徹底解説! 世界最高峰の映画の祭典「第93回アカデミー賞授賞式」で最高の映画時間に出会おう。

今年で93回目の開催となる「アカデミー賞授賞式」
映画コメンテーター有村昆に「アカデミー賞」とは一体なんなのか!聞いてみました。

■アメリカのアメリカによるアメリカのための映画祭!

画像1

--いよいよアカデミー賞授賞式が近づいてきました。世界最高峰の映画の祭典と言われますが、一体どういった祭典なのでしょうか。

アカデミー賞はもともとは映画組合の納会のような感じで始まったんです。
今では当たり前の【作品賞】【監督賞】などもありませんでした。
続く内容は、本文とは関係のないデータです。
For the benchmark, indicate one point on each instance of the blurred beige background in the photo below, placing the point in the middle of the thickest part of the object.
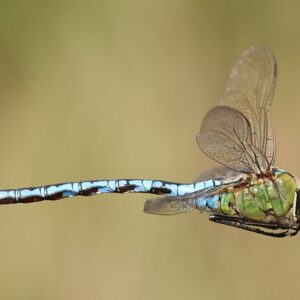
(112, 89)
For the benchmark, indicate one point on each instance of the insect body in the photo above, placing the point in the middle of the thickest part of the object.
(247, 192)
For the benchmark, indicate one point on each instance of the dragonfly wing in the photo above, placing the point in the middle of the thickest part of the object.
(250, 91)
(169, 205)
(225, 136)
(220, 173)
(181, 204)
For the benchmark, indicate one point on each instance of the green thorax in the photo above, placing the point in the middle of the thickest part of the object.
(266, 199)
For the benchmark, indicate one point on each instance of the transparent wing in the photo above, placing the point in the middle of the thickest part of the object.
(220, 173)
(250, 90)
(225, 136)
(180, 204)
(169, 205)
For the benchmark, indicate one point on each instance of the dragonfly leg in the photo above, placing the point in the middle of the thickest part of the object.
(253, 226)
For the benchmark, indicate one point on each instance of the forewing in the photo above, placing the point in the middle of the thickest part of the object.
(169, 205)
(250, 90)
(180, 204)
(220, 173)
(225, 136)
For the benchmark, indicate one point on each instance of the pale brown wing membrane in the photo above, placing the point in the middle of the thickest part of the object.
(225, 136)
(250, 90)
(181, 204)
(238, 133)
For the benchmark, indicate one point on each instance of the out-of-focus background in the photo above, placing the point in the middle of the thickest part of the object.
(118, 89)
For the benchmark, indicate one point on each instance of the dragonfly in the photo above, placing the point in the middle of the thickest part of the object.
(247, 192)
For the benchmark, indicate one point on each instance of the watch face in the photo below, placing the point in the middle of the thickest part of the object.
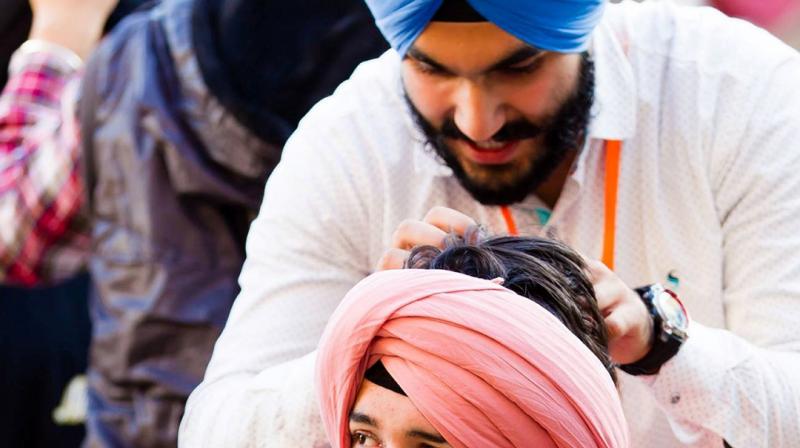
(672, 311)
そこから
段々役者や監督が来るようになり、さらに世界中から様々な人種や文化などが集まった結果、影響力を持つようになり、規模が大きくなっていったんです。
実はアカデミー賞の象徴でもあるオスカー像は当初名前はついていなくて、ただトロフィーとして渡していただけなんです。事務局のスタッフがトロフィーを見て「オスカーおじさんに似てる」と言ったことがきっかけで“オスカー像”と呼ばれるようになったんです。
※諸説あり

■「民族」が今年のテーマ

画像2

‐‐近年「白すぎるオスカー」や「性差別」など作品以外にも注目されることが多かったですが今年はどのような印象がありますか。
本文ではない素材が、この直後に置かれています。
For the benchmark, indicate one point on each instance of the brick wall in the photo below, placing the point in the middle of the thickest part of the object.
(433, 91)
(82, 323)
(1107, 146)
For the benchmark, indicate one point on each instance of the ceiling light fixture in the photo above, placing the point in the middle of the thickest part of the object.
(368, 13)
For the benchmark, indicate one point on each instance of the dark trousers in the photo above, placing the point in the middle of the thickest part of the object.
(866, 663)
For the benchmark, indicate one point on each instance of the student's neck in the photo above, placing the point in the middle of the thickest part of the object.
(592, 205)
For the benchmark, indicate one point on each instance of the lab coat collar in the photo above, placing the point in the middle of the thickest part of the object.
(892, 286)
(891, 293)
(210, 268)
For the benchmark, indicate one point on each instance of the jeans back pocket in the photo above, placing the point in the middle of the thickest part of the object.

今年はトランプ政権の失脚により今までの「反トランプ」という流れがないんです。全体的には今のアメリカを表しているラインナップだなと思います。
前回『パラサイト 半地下の家族』が作品賞を受賞し「マイノリティ」「多様性」というテーマに注目が集まりました。その流れは今年も受け継いでおり『ミナリ』では韓国系移民の家族を描き、『ノマドランド』は60代の女性が住み慣れた家を失ってキャンピングカーでノマド(遊牧民)生活をする様子を描く。
コロナ禍で、「決まった場所にある会社に出勤する」ことから「在宅やオンラインで仕事をする」ということも可能になり、働き方や生活の概念が変わりつつある今、ノマド(遊牧民)はアメリカのみならず、今の日本でも十分考えられる内容だなと思います。『ミナリ』と『ノマドランド』には注目しています。

■配信映画の逆襲 

画像3

--前回に引き続き、今回のノミネート作品にも動画配信サービスで公開された作品が複数入っていますが、この状況をどのように感じますか?
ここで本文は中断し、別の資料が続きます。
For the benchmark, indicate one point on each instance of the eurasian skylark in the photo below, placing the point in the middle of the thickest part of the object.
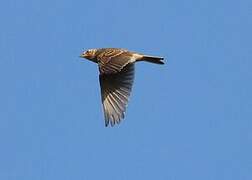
(116, 77)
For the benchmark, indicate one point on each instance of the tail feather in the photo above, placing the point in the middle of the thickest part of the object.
(153, 59)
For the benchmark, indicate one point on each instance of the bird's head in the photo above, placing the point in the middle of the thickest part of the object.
(89, 54)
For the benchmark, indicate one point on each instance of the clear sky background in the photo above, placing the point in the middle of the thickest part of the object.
(188, 119)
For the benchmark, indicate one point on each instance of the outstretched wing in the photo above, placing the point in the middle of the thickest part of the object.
(115, 92)
(113, 60)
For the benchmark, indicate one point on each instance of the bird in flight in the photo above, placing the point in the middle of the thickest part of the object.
(116, 67)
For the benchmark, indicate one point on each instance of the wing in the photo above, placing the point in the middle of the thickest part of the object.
(113, 60)
(115, 92)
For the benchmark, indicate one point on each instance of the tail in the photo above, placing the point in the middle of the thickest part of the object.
(153, 59)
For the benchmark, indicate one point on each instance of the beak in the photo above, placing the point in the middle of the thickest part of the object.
(82, 56)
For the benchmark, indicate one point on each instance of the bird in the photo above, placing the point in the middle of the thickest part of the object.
(116, 68)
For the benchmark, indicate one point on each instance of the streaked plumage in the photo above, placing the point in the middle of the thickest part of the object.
(116, 77)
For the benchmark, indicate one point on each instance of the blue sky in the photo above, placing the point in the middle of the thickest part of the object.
(188, 119)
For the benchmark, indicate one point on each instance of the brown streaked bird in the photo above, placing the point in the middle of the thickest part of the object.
(116, 77)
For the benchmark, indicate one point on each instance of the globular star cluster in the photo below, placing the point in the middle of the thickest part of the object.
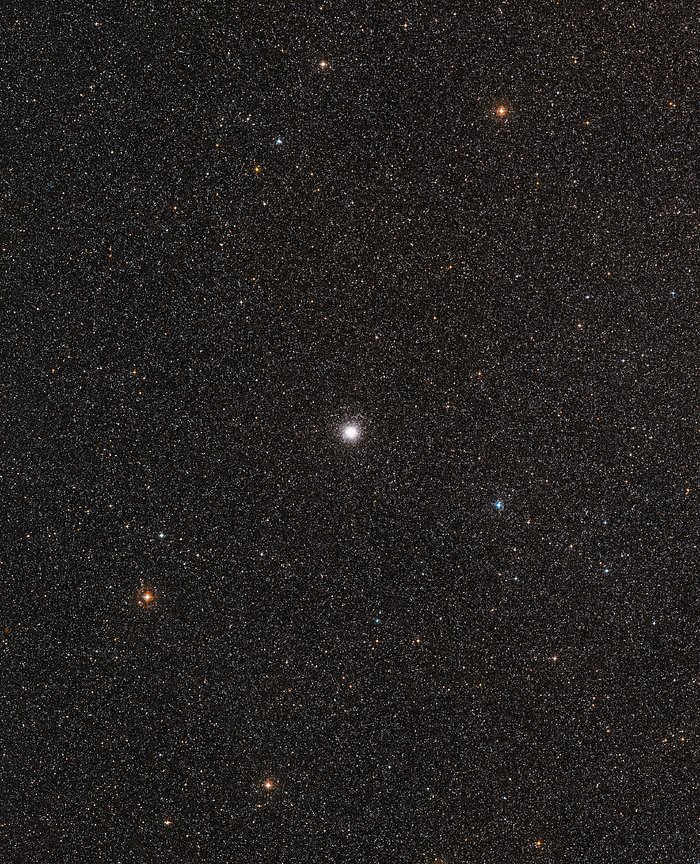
(349, 433)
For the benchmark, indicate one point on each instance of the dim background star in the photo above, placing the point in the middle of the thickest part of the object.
(349, 386)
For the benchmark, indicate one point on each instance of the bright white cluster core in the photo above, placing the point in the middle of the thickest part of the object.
(351, 432)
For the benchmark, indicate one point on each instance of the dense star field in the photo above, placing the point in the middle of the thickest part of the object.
(349, 433)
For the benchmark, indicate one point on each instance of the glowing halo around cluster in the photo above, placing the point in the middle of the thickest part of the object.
(350, 432)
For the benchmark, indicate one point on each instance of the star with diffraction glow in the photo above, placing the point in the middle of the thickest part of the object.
(351, 432)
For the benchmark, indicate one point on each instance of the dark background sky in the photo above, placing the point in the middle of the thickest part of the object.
(229, 634)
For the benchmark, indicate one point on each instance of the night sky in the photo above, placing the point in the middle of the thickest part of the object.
(349, 433)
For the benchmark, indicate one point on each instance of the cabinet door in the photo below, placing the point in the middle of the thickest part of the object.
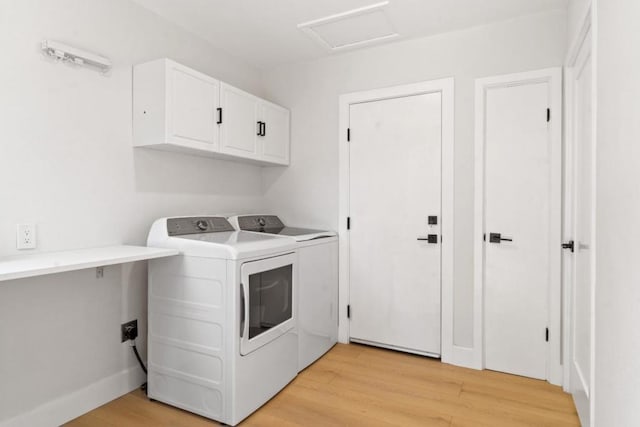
(275, 139)
(239, 129)
(192, 104)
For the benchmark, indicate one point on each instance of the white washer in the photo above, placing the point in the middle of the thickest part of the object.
(318, 282)
(222, 317)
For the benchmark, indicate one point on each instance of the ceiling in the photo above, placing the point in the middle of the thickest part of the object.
(265, 33)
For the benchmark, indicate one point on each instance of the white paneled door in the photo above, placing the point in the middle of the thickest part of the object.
(521, 225)
(395, 218)
(582, 291)
(194, 103)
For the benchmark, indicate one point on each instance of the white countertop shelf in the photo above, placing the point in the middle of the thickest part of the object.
(24, 266)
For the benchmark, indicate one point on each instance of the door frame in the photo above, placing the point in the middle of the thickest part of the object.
(446, 88)
(583, 44)
(553, 76)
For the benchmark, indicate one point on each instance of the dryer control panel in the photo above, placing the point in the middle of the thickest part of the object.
(259, 222)
(197, 225)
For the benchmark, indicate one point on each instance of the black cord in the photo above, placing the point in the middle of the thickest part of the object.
(135, 350)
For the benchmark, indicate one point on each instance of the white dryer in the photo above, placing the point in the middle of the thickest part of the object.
(222, 317)
(317, 278)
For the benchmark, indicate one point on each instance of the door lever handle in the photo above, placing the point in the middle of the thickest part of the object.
(431, 238)
(569, 245)
(497, 238)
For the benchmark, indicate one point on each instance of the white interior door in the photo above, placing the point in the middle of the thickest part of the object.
(193, 106)
(395, 186)
(519, 191)
(582, 290)
(239, 127)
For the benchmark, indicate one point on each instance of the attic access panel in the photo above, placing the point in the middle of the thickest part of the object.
(355, 28)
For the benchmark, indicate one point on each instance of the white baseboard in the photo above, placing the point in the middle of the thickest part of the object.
(72, 405)
(463, 356)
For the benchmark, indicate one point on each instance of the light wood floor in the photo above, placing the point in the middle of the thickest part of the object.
(355, 385)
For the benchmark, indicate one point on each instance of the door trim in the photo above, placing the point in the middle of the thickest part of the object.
(554, 77)
(446, 88)
(579, 48)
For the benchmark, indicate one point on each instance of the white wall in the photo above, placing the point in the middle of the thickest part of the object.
(306, 193)
(575, 15)
(67, 164)
(617, 362)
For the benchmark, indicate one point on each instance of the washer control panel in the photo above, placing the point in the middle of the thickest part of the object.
(259, 222)
(197, 225)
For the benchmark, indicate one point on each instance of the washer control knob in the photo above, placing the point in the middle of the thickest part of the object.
(202, 224)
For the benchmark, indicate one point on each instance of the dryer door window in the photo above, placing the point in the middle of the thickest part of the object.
(266, 301)
(270, 299)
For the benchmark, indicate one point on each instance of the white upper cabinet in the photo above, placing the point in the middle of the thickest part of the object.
(176, 108)
(275, 133)
(239, 128)
(193, 106)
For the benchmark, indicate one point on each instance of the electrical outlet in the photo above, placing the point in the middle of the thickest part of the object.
(129, 330)
(26, 236)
今後も、動画配信サービスからノミネートや受賞する作品は増えると思っています。今では当たり前になっているサブスクリプション動画配信サービスも、一昔前までは少し下に見られていたように思います。
ですが、例えばNetflixは、全世界に2億人を超える有料会員がいるので、予算面はアメリカの大手映画会社より豊富です。更にアナリティクスを利用し、ユーザーの好みのパターンを分析し、それぞれにあったコンテンツを提供するサービスも展開しているので、ユーザーを飽きさせません。
ドラマやドキュメンタリーも含め新作が毎週の様に配信されるのもユーザーを飽きさせない大きな要因のひとつです。
そんななか、Netflixは商業公開するための専用劇場を作りそこで作品を公開することで、アカデミー賞にノミネートされるための条件である”ロサンゼルスで7日間連続商業公開された作品”を次々生み出して、映画業界に割って入ってきました。これからも更なる躍進が期待できます。

■やっぱりオリジナル!

画像4

--ノミネート作品以外も含め、アメリカの映画作品全体について、どう思われますか?

映画界は今、原作物や海外映画のリメイク、過去作品のリメイクなどが多くなってきています。日本のみならず、アメリカも完全なるネタ不足で完全オリジナル脚本は少なくなっています。
近年ではマーベルやDCなどのコミック原作から映画化される事も多く、1つヒット作が出ると、それに紐付いたシリーズ作品を作ることが多々あります。アジア映画のリメイクも最近は多いですね。
ビックバジェットの作品は失敗出来ないので、娯楽活劇な作品が多くなり、逆に『ミナリ』のような比較的低予算の映画は完全オリジナル脚本で、芸術寄りな作品にが多くなります。アカデミー賞にノミネートされる作品はそういったオリジナル脚本の作品が多いように思います。

■日本は、5年先を行くアメリカに追いつくべし

画像5

--今後日本映画が受賞する可能性はあるでしょうか

今後、アカデミー賞にノミネートや、受賞する日本映画や監督も出てくると思います。アメリカは日本の5年先を常に行っていると思います。今年の日本アカデミー賞優秀作品賞は『ミッドナイトスワン』が獲得しました。この作品はトランスジェンダーを扱った作品で、主演の草彅剛さんの演技も大変話題になり作品としてもとても素晴らしかったですが、テーマとしてはアメリカではかなり前から扱われていました。このような、アメリカとの時間差のようなものは、日本が島国という事が大きく関係していると思います。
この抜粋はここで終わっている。